O BRASIL NO ALL-STAR GAME?

Publicado em 22/02/2016

Para os amantes do basquete da NBA, o All-Star Game, evento que reúne os melhores jogadores do Leste e do Oeste americano, aconteceu pela primeira vez fora dos Estados Unidos. Em Toronto, no Canadá, a edição 64 marcou também a despedida do eterno astro do Los Angeles Lakers, Kobe Bryant.
Conheci Kobe na Copa do Mundo da África do Sul, em 2010. Ele visitava o bairro pobre de Soweto, na capital Joanesburgo, onde viveu Nelson Mandela, momento registrado pela Band na época. Alegre e comunicativo, Kobe tem um currículo respeitável. São 20 temporadas com a camisa do Los Angeles Lakers, cinco títulos e um legado impecável. Aos 37 anos e em sua turnê de despedida, deu mais um passo rumo ao adeus vestindo a camisa da Conferência Oeste.
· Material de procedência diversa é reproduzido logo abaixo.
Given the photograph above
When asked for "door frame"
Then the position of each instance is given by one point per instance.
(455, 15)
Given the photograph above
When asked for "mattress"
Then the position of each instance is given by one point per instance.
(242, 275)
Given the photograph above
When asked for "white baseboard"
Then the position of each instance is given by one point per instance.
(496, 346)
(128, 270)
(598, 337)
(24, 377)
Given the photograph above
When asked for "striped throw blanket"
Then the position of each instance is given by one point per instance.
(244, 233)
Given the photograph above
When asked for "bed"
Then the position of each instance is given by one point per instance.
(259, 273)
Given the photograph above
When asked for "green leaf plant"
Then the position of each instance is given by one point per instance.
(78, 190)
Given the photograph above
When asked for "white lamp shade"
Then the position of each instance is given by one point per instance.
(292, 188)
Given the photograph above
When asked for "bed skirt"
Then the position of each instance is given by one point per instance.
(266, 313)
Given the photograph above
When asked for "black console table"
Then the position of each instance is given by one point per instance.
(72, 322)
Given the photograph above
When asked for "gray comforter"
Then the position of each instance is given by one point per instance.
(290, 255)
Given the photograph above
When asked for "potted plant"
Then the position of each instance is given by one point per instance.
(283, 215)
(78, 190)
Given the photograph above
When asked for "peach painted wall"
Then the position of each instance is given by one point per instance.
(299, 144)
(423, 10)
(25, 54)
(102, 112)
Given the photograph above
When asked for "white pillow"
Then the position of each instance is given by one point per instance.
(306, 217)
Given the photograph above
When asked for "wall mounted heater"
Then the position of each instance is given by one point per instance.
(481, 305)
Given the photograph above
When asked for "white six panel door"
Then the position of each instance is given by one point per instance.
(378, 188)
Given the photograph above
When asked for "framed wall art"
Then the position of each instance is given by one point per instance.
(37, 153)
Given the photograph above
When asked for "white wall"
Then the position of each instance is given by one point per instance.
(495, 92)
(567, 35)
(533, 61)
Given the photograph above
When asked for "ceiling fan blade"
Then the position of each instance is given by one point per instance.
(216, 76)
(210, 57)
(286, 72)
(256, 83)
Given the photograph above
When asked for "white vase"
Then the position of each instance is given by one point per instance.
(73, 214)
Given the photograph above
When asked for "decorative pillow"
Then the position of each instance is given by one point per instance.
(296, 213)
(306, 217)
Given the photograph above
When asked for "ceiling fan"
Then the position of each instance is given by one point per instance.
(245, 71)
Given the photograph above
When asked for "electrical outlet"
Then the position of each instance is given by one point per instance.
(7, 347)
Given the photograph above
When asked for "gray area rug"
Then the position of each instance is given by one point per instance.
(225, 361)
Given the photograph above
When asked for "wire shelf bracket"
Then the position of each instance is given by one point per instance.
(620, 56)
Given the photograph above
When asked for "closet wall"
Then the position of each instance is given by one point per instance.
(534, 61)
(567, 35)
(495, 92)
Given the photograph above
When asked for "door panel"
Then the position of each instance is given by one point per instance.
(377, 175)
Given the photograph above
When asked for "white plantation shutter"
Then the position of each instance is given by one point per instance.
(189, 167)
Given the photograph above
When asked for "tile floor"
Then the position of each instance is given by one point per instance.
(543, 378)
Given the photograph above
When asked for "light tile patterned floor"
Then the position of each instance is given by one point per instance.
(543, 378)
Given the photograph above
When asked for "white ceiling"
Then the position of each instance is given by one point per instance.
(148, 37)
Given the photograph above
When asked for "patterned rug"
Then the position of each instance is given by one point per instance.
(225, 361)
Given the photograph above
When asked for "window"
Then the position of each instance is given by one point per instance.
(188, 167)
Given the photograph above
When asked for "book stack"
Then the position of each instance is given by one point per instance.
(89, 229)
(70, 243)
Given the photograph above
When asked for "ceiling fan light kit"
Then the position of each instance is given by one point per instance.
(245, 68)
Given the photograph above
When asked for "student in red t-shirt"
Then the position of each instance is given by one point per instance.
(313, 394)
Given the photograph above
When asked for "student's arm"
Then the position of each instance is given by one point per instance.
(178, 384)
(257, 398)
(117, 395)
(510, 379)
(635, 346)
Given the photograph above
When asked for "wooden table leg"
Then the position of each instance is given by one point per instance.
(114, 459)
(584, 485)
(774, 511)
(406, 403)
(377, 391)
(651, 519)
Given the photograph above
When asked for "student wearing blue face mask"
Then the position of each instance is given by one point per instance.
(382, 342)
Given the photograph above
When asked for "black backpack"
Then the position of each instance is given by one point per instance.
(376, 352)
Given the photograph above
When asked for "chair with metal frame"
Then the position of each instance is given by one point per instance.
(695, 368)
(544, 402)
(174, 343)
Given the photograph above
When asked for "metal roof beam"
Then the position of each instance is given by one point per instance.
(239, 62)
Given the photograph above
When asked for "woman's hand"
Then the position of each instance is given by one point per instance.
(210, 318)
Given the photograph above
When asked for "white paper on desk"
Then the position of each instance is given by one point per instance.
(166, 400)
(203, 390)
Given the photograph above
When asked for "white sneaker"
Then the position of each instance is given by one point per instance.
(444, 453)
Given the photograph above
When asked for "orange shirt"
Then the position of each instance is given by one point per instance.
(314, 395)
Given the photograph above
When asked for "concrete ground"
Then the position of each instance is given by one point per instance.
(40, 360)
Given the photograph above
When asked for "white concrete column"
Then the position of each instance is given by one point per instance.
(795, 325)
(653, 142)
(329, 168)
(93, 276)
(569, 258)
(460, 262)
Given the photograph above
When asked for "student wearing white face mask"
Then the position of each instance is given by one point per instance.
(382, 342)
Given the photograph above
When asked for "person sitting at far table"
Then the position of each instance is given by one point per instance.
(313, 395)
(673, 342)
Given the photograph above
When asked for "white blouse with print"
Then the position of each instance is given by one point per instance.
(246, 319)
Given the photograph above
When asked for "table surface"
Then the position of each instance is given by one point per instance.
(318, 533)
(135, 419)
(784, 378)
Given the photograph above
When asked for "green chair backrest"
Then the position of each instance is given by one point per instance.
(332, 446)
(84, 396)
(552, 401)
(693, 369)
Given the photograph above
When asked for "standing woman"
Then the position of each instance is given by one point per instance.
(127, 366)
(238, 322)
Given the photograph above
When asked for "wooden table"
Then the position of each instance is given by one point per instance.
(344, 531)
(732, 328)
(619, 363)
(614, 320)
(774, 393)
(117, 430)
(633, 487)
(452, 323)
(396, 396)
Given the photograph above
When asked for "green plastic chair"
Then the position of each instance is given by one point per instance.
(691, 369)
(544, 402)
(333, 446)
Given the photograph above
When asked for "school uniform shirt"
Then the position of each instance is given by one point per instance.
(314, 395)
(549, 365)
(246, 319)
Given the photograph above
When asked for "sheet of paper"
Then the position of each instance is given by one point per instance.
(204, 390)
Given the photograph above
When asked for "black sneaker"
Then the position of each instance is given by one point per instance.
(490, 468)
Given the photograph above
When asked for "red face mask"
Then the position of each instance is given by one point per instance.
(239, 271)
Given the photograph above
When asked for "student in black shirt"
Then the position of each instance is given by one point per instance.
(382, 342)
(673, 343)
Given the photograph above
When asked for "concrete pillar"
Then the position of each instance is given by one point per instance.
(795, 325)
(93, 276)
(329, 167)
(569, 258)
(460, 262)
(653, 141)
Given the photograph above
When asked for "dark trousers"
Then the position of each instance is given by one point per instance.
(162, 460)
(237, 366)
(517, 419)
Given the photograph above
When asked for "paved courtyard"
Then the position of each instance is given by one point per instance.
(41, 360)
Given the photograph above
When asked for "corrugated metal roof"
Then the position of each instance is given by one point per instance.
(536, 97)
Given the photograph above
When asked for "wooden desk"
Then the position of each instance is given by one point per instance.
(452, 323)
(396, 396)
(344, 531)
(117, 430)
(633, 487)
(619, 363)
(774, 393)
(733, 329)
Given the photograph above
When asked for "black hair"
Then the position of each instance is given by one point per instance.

Foi homenageado por Magic Johnson, que, como Kobe, só jogou pelo Lakers em toda a carreira.
O basquete americano continua imbatível e único. Para qualquer mortal fazer parte desse seleto grupo de astros, é preciso ser excepcional.
Demorou, mas hoje já temos brasileiros fazendo bonito na NBA.
Anderson Varejão, Leandrinho, Marcelinho Huertas, Tiago Splitter, Nenê e Raulzinho.
Tiago Splitter infelizmente está fora dos Jogos Olímpicos do Rio de Janeiro. Uma cirurgia no quadril o manterá afastado das quadras. Numa entrevista concedida a mim em 2014, Splitter declarou toda a vontade e emoção de disputar a primeira Olimpíada no Brasil. Frustração de Tiago e nossa também. O basquete brasileiro fica sem uma peça fundamental na difícil busca pelo pódio.
Já Raul Neto vive seu melhor momento como armador do Utah Jazz.
Após a lesão do australiano Dante Exum, ele se consolidou como titular absoluto da franquia de Salt Lake City.
Raulzinho foi o único representante do Brasil no All-Star Game. Ele participou do Jogo dos Calouros, defendendo o Time Mundo.
Viver a experiência de estar ao lado dos principais jogadores do futuro da NBA deixou Raul ainda mais consciente de seu espaço na Liga Americana de Basquete.
É difícil para nós, que não acompanhamos com regularidade o basquete da NBA, mensurar o que Raulzinho conquistou.
Estar no time de futuras promessas no jogo que antecedeu o All-Star de Kobe Bryant, LeBron James, Kevin Durant, Carmelo Anthony, Dwyane Wade e Paul Gasol é histórico. Demonstra a evolução de nossos atletas.
Na ironia da vida, os ciclos se completam e se renovam.
Sai Kobe Bryant... entra Raulzinho.
Um brasileiro disputando um All-Star Game?
Quem sabe um dia não chegamos lá?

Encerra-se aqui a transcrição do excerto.